In a language such as C#, Rust, or a statically typed lisp, you wouldn't need to do any of this monkey business. There's probably already a way in the rust toolchain to interject at the MIR stage and have your own backend convert these to some Tensor IR.

prngl 4 days ago | parent [-]

Yes being able to have compilers as libraries inline in the same code and same language. That feels like what all these call for. Which really is the Lisp core I suppose. But with static types and heterogenous backends. MLIR I think hoped (hopes?) to be something like this but while C++ may be pragmatic it’s not elegant.

Maybe totally off but would dependent types be needed here? The runtime value of one “language” dictates the code of another. So you have some runtime compilation. Seems like dependent types may be the language of jit-compiled code.

Anyways, heady thoughts spurred by a most pragmatic of libraries. Cloudflare wants to sell more schlock to the javascripters and we continue our descent into madness. Einsteins building AI connected SaaS refrigerators. And yet there is beauty still within.

ryanrasti 3 days ago | parent | prev [-]

Really nice summary of the core challenges with this DSL/code-as-data pattern.

I've spent a lot of time thinking about this in the database context:

> No printf debugging

Yeah, spot on. The solutions here would be something like a `toSQL` that let's you inspect the compiled output at any step in the AST construction.

Also, if the backend supports it, you could compile a `printf` function all the way to the backend (this isn't supported in SQL though)

> No "natural" control flow in the DSL/tracing context

Agreed -- that can be a source of confusion and subtle bugs.

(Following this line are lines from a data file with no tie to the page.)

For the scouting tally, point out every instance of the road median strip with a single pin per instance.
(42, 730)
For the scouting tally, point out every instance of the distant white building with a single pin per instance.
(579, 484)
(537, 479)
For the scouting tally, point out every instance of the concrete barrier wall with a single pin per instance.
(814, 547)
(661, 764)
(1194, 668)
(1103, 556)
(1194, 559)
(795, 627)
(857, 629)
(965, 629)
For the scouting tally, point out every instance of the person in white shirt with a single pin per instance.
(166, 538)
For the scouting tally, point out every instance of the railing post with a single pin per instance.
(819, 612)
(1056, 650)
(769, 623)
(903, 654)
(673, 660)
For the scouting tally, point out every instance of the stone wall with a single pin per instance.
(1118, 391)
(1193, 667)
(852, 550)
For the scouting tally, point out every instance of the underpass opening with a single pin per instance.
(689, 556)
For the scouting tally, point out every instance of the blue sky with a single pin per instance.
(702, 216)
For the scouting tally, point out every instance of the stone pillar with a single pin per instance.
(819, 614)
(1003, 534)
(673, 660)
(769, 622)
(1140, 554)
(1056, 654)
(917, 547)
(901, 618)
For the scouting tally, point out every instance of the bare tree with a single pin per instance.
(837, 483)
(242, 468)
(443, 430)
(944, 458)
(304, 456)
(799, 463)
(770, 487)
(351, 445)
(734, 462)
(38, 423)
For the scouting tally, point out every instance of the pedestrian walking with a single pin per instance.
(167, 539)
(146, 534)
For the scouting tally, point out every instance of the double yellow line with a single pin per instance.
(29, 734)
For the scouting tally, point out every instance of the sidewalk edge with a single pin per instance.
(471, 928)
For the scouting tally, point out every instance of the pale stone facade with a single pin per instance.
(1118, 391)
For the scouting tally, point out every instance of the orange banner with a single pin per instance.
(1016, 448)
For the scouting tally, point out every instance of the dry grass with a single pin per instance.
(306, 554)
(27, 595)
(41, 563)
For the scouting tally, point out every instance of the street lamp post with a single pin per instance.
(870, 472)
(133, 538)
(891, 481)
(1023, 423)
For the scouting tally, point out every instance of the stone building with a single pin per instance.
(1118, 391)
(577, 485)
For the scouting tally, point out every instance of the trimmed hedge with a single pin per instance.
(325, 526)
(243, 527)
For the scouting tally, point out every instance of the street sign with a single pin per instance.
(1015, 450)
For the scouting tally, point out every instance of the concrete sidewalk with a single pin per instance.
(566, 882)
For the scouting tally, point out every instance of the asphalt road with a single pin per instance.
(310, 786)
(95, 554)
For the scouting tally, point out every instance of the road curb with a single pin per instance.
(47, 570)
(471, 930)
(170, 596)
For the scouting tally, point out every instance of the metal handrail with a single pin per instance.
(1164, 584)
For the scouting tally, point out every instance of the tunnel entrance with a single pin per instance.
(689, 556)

You could have a build rule that actually compile `if`/`while`/`for` into your AST (instead of evaluate them in the frontend DSL). Or you could have custom lint rules to forbid them in the DSL.

At the same time -- part of what makes query builders so powerful is the ability to dynamically construct queries. Runtime conditionals is what makes that possible.

> No side effects in the DSL/tracing context because that's not a real "running" context

Agreed -- similar to the above: this is something that needs to be forbidden (e.g., by a lint rule) or clearly understood before using it.

> Is this all just necessary complexity? Or is it because we're missing something, not quite seeing it right?

My take is that, at least in the SQL case: 100% the complexity is justified.

Big reasons why: 1. A *huge* impediment to productive engineering is context switching. A DSL in the same language as your app (i.e., an ORM) makes the bridge to your application code also seamless. (This is similar to the argument of having your entire stack be a single language) 2. The additional layer of indirection (building an AST) allows you to dynamically construct expressions in a way that isn't possible in SQL. This is effectively adding a (very useful) macro system on top of SQL. 3. In the case of Typescript, because its type-system is so flexible, you can have stronger typing on your DSL than the backend target.

tl;dr is these DSLs can enable better ergonomics in practice and the indirection can unlock powerful new primitives

ignoramous 4 days ago | parent | prev [-]

> I just thought these were some interesting patterns.

Reading this from TFA ...

  Alice and Bob each maintain some state about the connection. In particular, each maintains an "export table", describing all the pass-by-reference objects they have exposed to the other side, and an "import table", describing the references they have received. 

  Alice's exports correspond to Bob's imports, and vice versa. Each entry in the export table has a signed integer ID, which is used to reference it. You can think of these IDs like file descriptors in a POSIX system. Unlike file descriptors, though, IDs can be negative, and an ID is never reused over the lifetime of a connection.

  At the start of the connection, Alice and Bob each populate their export tables with a single entry, numbered zero, representing their "main" interfaces.

  Typically, when one side is acting as the "server", they will export their main public RPC interface as ID zero, whereas the "client" will export an empty interface. However, this is up to the application: either side can export whatever they want.
... sounds very similar to how Binder IPC (and soon RPC) works on Android.